Parallel I/O via the NetCDF-4/HDF5 libraries released

ROMS Code Release Announcements

Moderators: arango, robertson

Post Reply
Message
Author
User avatar
arango
Site Admin
Posts: 1367
Joined: Wed Feb 26, 2003 4:41 pm
Location: DMCS, Rutgers University
Contact:

Parallel I/O via the NetCDF-4/HDF5 libraries released

#1 Unread post by arango »

Finally, I am done with phase III of the parallel I/O implementation in ROMS. This was very tricky because it required a complete re-design of the I/O structure of ROMS to get a generic parallel interface (mod_netcdf.F) for all input and output files. It is highly recommended to use the routines in this module for any non-tiled NetCDF I/O processing. Notice that most of the calls to the NetCDF library functions (nf90_***) are made from the ROMS module (mod_netcdf). The exceptions are def_dim.F, def_info.F, def_var.F, and reading (nf_fread*d.F) and writing (nf_fwrite*d.F) routines.

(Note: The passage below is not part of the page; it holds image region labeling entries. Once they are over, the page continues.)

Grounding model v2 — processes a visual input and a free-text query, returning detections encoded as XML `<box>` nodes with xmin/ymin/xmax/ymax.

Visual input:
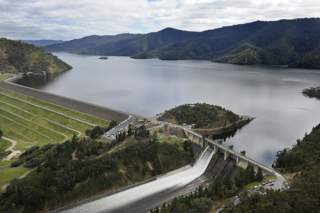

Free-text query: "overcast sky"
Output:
<box><xmin>0</xmin><ymin>0</ymin><xmax>320</xmax><ymax>40</ymax></box>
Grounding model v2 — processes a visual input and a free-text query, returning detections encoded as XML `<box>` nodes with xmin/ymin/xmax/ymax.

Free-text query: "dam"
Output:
<box><xmin>63</xmin><ymin>147</ymin><xmax>214</xmax><ymax>213</ymax></box>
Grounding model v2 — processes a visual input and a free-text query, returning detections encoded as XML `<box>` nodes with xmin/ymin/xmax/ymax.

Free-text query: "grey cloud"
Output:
<box><xmin>0</xmin><ymin>0</ymin><xmax>320</xmax><ymax>39</ymax></box>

During the update of input (nf_fread*d) routines, I noticed that we were processing the ghost points during reading in distributed-memory by setting the local variable Nghost:

Code: Select all

      IF (model.eq.iADM) THEN
        Nghost=0
      ELSE
        Nghost=GHOST_POINTS
      END IF
This is completely removed now and Nghost=0. That is, the tile ghost points are not filled during reading. These points are processed elsewhere with the appropriate calls to the distributed-memory exchange routines in mp_exchange.F.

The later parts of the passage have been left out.